After criticism, European developer submits new Ontario Place design with more parkland

Meanwhile, the project, a key priority for Premier Doug Ford, faces a changing local political landscape. With the departure of John Tory, who resigned as Toronto’s mayor earlier this year after acknowledging an affair with a staffer, some of the candidates vying to replace him have come out against the plan.

Among them is former councillor Ana Bailao, who this week called it “ridiculous” to “subsidize a private company to build a spa at Ontario Place.” Another, sitting councillor Josh Matlow, is also opposed.

But the province could still use its powers to trump the city and scrap the normal approval process if a new mayor opposes the plan, or if it bogs down in appeals to Ontario’s land tribunal.

The city’s planning report says Therme’s proposed entry pavilion and attached enclosed bridge, which would allow customers to walk across the water to the island waterpark, would block “heritage views” of Ontario Place’s giant golf-ball-like Cinesphere and its “pods,” futuristic structures identified with the site since it first opened in 1971.

Meanwhile the proposed main spa building itself on Ontario’s Place’s West Island is “not scaled appropriately to the size of the island, diminishing the relative prominence of the Cinesphere and pods.”

Therme’s plan would remove the majority of the island’s “landscape heritage attributes,” and all of its mature trees, the report notes.
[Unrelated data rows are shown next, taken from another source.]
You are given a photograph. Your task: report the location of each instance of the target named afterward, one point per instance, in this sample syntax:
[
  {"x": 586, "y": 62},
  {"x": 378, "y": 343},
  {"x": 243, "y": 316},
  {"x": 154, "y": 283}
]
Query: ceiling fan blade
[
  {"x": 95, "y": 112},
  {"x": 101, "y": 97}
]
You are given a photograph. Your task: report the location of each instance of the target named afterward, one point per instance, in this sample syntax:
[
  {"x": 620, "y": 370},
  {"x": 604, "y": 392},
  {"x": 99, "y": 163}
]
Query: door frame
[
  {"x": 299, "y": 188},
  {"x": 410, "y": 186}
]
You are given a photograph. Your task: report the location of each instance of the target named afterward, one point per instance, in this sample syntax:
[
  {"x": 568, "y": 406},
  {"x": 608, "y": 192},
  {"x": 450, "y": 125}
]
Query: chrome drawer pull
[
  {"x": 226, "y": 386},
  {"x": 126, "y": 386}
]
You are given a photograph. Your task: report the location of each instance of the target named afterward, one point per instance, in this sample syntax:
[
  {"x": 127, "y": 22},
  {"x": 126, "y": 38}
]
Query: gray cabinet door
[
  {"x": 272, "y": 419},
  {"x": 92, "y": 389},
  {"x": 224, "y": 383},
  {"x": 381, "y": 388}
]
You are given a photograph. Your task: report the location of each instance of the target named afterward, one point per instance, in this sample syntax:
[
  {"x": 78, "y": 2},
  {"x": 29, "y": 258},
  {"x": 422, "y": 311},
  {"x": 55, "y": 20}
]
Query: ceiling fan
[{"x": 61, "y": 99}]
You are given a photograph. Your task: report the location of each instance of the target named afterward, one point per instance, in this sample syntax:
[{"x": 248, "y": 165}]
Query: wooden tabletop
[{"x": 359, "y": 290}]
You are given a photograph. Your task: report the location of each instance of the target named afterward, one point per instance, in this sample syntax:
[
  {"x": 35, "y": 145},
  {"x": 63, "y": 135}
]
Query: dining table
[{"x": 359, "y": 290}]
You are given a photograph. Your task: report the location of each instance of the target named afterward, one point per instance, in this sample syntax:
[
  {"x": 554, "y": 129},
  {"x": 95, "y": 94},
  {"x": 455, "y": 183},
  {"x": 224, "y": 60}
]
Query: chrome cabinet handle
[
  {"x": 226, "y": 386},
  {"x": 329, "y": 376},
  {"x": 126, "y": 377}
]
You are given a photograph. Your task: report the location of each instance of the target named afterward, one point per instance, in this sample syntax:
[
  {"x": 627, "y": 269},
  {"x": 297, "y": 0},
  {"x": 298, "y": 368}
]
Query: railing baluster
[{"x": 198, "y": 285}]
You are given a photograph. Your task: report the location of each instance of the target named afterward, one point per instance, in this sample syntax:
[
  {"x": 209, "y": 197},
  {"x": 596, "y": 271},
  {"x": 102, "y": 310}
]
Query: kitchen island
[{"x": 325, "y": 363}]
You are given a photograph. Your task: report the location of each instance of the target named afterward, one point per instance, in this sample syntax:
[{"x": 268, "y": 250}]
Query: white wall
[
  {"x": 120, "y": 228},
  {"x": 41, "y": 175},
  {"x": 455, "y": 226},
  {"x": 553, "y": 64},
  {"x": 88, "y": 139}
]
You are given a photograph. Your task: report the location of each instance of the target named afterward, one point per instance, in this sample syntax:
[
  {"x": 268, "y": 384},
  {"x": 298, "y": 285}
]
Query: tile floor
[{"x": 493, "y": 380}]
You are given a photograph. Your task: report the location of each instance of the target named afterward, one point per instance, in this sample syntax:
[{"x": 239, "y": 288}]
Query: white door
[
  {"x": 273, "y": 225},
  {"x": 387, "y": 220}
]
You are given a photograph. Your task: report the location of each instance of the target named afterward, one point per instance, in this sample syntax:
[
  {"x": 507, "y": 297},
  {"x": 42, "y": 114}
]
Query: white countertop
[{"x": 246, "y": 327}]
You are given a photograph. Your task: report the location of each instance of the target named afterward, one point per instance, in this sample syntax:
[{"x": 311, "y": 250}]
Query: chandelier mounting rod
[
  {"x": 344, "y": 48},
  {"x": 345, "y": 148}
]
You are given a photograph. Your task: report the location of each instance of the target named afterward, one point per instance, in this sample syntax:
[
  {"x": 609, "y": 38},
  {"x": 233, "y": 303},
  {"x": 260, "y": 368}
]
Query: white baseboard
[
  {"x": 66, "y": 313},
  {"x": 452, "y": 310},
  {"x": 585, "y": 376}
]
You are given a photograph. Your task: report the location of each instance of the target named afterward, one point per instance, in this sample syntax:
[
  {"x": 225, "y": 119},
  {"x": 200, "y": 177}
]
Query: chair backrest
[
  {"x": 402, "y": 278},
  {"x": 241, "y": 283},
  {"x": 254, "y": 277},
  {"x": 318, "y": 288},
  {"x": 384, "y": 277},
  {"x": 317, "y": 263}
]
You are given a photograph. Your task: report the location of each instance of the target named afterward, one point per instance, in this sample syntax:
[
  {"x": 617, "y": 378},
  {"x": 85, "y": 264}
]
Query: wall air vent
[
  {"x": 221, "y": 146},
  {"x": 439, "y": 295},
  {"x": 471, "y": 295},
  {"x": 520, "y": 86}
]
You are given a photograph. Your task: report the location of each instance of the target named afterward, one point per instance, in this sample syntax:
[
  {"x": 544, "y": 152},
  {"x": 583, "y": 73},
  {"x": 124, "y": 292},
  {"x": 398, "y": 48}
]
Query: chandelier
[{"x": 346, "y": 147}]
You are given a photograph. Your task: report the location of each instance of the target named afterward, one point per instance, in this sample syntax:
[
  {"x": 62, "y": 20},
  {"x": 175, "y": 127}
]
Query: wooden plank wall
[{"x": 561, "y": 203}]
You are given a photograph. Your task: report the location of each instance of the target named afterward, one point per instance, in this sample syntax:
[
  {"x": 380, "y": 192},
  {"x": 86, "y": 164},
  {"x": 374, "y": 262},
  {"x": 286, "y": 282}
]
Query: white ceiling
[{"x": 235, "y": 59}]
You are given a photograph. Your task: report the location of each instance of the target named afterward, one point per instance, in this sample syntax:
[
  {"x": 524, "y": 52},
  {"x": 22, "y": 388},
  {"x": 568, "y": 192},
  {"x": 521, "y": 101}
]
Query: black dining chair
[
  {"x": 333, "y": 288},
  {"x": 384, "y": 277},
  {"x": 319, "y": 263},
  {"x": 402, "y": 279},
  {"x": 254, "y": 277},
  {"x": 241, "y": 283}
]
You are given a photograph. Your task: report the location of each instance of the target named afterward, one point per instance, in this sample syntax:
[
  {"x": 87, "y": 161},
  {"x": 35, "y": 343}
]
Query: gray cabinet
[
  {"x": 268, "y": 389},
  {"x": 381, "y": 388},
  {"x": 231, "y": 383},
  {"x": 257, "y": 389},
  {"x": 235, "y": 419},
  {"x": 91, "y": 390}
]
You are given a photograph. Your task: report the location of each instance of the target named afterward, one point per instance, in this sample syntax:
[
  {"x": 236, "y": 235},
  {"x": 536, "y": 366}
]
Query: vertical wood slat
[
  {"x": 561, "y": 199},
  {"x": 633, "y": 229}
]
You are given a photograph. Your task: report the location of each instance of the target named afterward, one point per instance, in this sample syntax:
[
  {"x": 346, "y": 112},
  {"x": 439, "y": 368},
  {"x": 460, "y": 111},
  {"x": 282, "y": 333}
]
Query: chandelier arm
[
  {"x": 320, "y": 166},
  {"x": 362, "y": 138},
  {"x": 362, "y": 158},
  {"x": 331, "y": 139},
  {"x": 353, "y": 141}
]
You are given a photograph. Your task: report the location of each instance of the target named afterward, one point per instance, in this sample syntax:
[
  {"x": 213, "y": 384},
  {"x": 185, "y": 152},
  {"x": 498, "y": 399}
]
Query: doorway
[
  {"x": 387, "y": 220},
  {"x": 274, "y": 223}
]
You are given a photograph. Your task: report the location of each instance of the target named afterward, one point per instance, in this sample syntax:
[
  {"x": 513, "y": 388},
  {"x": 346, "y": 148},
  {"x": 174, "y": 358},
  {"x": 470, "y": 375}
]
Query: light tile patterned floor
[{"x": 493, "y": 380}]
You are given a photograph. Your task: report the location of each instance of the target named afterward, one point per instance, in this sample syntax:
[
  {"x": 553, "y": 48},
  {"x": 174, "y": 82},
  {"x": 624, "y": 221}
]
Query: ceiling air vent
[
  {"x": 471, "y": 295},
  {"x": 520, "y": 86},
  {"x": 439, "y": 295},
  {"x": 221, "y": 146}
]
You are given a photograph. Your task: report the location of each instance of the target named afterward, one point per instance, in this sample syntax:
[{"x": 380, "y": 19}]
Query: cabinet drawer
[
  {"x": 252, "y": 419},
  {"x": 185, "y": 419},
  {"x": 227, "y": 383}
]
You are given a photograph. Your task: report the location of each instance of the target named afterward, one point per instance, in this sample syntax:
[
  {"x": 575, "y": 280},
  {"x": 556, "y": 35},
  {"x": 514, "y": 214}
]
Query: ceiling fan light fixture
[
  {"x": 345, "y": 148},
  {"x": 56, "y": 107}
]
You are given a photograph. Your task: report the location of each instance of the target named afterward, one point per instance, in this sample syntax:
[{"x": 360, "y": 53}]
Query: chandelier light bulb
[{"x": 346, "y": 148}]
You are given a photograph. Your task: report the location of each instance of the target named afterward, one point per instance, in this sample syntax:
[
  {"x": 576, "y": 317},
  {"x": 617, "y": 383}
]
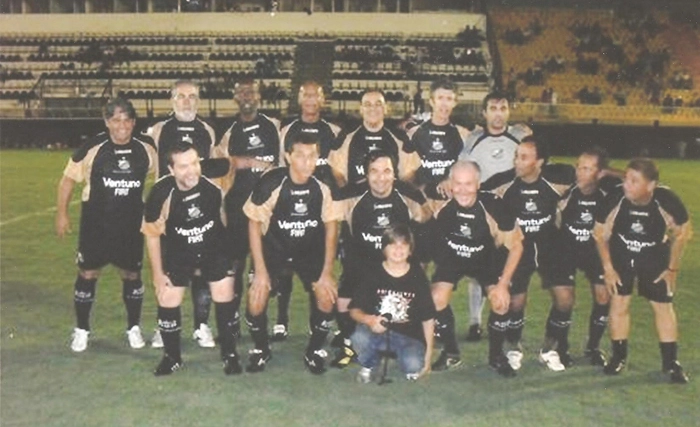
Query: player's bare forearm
[{"x": 65, "y": 190}]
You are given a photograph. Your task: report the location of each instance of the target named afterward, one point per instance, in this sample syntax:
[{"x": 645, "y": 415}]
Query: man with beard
[
  {"x": 252, "y": 146},
  {"x": 311, "y": 100},
  {"x": 185, "y": 125},
  {"x": 493, "y": 148}
]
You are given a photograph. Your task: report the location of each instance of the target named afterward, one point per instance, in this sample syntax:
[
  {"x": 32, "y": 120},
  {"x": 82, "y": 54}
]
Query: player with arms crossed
[
  {"x": 113, "y": 165},
  {"x": 469, "y": 233},
  {"x": 184, "y": 228},
  {"x": 641, "y": 233},
  {"x": 293, "y": 228}
]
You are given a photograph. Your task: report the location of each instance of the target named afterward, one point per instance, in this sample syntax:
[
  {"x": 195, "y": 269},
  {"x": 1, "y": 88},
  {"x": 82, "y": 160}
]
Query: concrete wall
[{"x": 299, "y": 24}]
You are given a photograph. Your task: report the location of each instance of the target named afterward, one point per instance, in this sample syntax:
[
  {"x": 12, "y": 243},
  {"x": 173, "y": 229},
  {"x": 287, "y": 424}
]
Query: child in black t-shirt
[{"x": 394, "y": 299}]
Plus, the company’s design for the “public realm” surrounding its spa -- six-metre-wide paths, gathering spots and a new public beach -- is “insufficient in some areas and is not in proportion to the tall abutting building walls.”

The report says the facility is not far from transit links, including the province’s future Ontario Line subway, yet the proposal includes a large underground parking garage and a surface lot with another 650 spots. This fails to meet the province’s own planning objective of “transit-supportive” development, the report says.

(The province is already obligated to maintain a 1,200-spot lot as part of its lease with Live Nation’s Budweiser Stage venue at Ontario Place, which is also set to be expanded. The government has also proposed using the site for Ontario Science Centre exhibits.)

The city also says it has told the province it should do a full environmental assessment before it proceeds with the lakefilling and shoreline rehabilitation it has planned for the West Island, which could delay the project.

In a document obtained by The Globe that outlines a presentation Therme gave to city planners this week, the company says it is doing a “major redesign” of the bridge. It says it would make it transparent, to afford better views of the original Ontario Place, while improving public access.

Therme also says it will shrink its main structure by three to five metres on its north side to allow for wider public pathways. And it is “working on finding opportunities” to make the towering spa building itself shorter.

But the company rejects the city’s calls to move or dramatically shrink its entry pavilion, or carve up its main building into smaller pieces. It says both ideas “would not meet our guest experience strategy of seamless transition through areas” and would scupper its business model, costing it more money while “throughput targets would be missed.”

It says it needs its large entry pavilion to handle the 14,000 visitors it expects on peak days. The document includes projected wait times for Therme’s attraction: At 4 p.m. on a peak day in its fifth year of operation, upwards of 400 people will be in line with an average wait of 38 minutes to get in.

Cynthia Wilkey of the group Ontario Place for All, which has been fighting the development, says no tweaks to the plan are enough to save it.

“There’s nothing wrong with a spa,” Ms. Wilkey said. “It should be somewhere else.”

Therme had already unveiled changes to its plans last November in an attempt to address criticism, enlarging the proposed parkland, which includes pathways and a new beach, that would surround its $350-million facility.